我编写了这个函数,它使用 PHP 中内置的 HTML 实体转换表来罗马化字符:
它的工作原理是应用
htmlentities()
,然后删除常见的实体后缀,一个简单的方法例如:请注意,要使其正常工作,您的文件需要使用 UTF-8 进行编码(显然没有 BOM)。
另请参阅我的其他答案了解另一个示例。
I coded this function which uses the HTML entities translation table built-in into PHP to romanize chars:
It works by applying
htmlentities()
and then removing common entities suffixes, a simple example:Beware that for this to work properly your files need to be encoded in UTF-8 (no BOM obviously).
See also my other answer for another example.
尝试
iconv()
http://www.php。 net/manual/en/function.iconv.php 与//TRANSLIT
选项,或recode_string()
http://www.php.net/manual/en/function.recode-string .php 或mb_convert_encoding()
http://www.php.net/manual/en/function.mb-convert-encoding.phpTry
iconv()
http://www.php.net/manual/en/function.iconv.php with the//TRANSLIT
option, orrecode_string()
http://www.php.net/manual/en/function.recode-string.php, ormb_convert_encoding()
http://www.php.net/manual/en/function.mb-convert-encoding.php看到这个老问题,仍然不知道最好的答案是什么。
如果它可以帮助其他人,这是我从
自动组成的数组http://www.fileformat.info/info/charset/UTF-8/list.htm
Saw this old question and still don't know what the best answer is.
In case it can help others, here is a array I made up automatically from
http://www.fileformat.info/info/charset/UTF-8/list.htm
我希望这对任何人都有用:
https://github.com/infralabs/DiacriticsRemovePHP
该类从包含 Latin-1 Suplement 的字符串中删除变音符号、拉丁文扩展 A 和拉丁文扩展 B 特殊字符。
用法:
来源:
结果:
I hope this will be useful for anybody:
https://github.com/infralabs/DiacriticsRemovePHP
This class removes diacritics from strings containing Latin-1 Supplement, Latin Extended-A and Latin Extended-B special characters.
usage:
source:
result:
这对我有用。您可能需要编辑 php.ini 的第 934 行,其中显示
删除分号。
This worked for me. You might have to edit line 934 of your php.ini where it says
Remove the semicolon.
解决此问题的最通用方法是使用 Unicode 规范化,因为它会自动处理所有重音 - 您不必预先准备清单。我不知道它在 PHP 中是否容易使用,我在 C 和 Java 中使用过它。本质上,您首先转换字符串,以便所有重音字符都由常规字符加上所谓的组合变音符号表示(内置或外部库应该提供此功能),然后删除组合变音符号(使用专门的库,使用语言提供的字符属性或使用一些正则表达式扩展)。

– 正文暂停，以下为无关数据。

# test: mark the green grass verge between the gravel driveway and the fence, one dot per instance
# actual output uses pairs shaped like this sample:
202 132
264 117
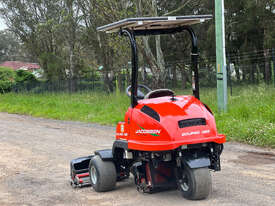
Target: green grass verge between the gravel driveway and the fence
250 119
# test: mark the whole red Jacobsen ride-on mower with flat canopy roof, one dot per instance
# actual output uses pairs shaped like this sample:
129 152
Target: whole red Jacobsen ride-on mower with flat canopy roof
165 141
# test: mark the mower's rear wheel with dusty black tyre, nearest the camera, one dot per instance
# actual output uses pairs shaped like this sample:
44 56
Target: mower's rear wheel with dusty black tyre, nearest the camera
195 184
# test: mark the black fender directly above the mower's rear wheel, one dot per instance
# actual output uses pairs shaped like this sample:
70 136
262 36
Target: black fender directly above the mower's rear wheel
196 160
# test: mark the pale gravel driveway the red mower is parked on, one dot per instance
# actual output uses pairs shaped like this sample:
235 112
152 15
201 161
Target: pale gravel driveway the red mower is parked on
34 168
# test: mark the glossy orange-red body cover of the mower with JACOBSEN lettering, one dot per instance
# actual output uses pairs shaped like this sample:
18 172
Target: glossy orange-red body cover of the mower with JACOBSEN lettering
145 133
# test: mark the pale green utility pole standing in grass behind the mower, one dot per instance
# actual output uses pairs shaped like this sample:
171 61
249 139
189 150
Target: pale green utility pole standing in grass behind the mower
220 56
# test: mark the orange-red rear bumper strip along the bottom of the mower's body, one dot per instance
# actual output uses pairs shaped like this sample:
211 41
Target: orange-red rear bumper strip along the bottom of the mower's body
171 145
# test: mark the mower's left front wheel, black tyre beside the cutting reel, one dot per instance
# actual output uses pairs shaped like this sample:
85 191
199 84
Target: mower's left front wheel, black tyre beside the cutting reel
102 174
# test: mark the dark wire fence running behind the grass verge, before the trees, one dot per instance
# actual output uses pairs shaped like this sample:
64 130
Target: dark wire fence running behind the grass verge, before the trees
253 67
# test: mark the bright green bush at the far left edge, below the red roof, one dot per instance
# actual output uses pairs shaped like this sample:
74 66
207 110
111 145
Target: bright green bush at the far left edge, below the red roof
7 79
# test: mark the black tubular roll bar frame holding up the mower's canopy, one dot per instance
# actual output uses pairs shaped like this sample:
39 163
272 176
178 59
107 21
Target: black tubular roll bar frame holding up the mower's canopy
194 56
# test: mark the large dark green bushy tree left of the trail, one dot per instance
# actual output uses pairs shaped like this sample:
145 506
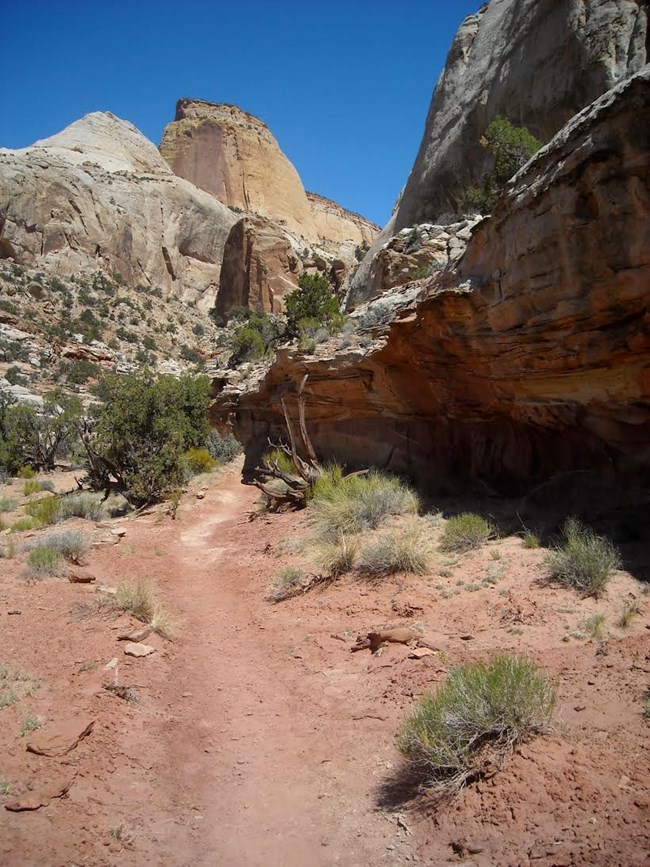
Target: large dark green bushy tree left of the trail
141 432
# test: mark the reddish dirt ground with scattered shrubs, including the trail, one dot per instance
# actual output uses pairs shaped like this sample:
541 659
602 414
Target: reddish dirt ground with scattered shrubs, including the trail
258 738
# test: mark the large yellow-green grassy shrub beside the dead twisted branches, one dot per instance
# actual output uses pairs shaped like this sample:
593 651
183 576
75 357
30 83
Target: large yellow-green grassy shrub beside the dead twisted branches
349 505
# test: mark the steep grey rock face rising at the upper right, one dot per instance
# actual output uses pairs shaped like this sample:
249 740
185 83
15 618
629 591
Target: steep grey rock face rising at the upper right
536 62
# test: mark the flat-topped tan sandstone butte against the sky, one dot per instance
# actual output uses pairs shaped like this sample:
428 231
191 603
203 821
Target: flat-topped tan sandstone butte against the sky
234 156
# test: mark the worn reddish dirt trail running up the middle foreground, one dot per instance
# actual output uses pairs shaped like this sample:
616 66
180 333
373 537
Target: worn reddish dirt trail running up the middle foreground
249 751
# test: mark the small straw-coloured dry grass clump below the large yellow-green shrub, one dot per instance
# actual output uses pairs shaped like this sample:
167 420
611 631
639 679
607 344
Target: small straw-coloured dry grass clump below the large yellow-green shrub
402 550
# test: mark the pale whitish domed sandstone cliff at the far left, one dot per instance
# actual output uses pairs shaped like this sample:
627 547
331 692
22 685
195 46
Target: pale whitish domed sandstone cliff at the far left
99 195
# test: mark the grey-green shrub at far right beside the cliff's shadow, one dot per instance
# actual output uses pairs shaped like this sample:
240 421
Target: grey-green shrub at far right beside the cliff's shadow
585 561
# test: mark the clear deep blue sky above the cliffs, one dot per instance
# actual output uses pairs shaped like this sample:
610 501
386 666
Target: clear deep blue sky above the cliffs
344 85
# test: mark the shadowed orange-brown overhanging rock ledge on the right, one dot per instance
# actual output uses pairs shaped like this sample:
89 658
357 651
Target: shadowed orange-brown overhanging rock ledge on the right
527 358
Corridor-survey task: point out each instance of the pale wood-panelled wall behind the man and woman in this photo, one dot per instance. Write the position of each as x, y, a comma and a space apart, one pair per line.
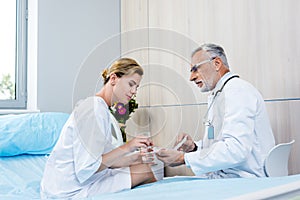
262, 43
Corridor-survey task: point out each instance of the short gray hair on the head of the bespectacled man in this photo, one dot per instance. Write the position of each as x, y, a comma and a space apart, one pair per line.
213, 50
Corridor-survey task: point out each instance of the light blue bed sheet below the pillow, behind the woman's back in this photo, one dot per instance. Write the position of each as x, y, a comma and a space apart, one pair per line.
20, 176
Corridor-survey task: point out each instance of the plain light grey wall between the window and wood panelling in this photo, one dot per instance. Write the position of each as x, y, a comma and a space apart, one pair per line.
68, 31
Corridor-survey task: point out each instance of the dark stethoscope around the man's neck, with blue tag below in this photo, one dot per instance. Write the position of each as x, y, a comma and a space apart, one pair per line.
208, 123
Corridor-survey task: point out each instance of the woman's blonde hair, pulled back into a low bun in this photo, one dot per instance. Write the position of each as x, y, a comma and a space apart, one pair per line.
121, 67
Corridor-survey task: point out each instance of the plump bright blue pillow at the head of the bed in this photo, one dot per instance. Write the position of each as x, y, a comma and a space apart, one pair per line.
33, 133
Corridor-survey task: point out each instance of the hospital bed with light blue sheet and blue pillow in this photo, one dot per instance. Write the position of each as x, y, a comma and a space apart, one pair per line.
21, 171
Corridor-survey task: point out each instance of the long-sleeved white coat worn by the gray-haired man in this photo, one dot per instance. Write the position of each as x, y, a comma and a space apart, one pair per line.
242, 133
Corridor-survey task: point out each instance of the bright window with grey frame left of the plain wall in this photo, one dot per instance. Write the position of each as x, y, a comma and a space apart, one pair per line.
13, 50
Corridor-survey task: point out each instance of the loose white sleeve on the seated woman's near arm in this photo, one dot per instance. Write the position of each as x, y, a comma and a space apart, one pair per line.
91, 124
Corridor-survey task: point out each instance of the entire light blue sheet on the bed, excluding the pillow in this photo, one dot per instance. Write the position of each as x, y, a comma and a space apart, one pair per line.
20, 177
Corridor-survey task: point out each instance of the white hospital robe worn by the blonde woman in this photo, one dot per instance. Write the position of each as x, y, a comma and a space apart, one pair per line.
70, 171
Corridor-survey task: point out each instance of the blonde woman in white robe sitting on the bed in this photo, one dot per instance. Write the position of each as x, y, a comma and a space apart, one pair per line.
90, 157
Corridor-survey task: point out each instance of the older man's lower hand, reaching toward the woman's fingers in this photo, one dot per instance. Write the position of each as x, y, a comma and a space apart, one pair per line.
171, 157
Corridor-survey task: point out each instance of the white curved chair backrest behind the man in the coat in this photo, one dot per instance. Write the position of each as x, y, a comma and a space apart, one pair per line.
276, 162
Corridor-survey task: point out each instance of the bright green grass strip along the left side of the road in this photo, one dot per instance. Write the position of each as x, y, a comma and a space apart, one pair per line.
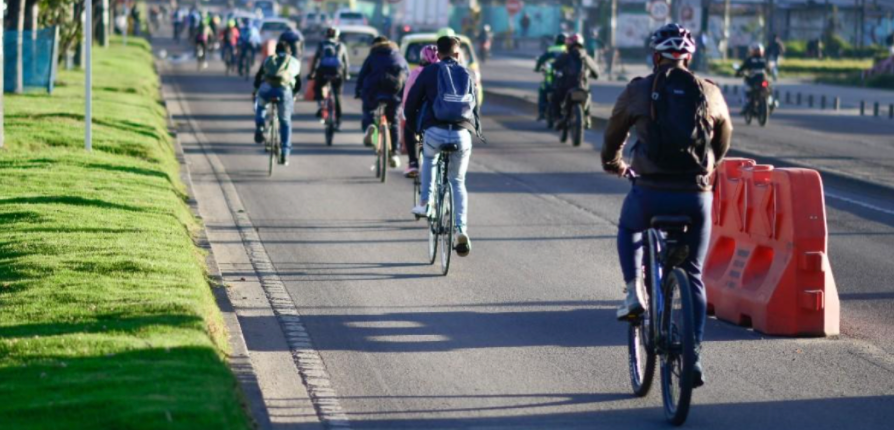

The most generic way to solve this is to use Unicode Normalization as it works automatically on all accents - you don't have to prepare the list up front. I don't know if it's easily available in PHP, I have used it in C and Java. Essentially, you first transform the string so that all accented characters are represented by regular character plus so-called composing diacritical mark (a built-in or external library should provide this function), and then remove the composing diacritics (using a specialized library, using character properties the language provides or using some regular expression extensions).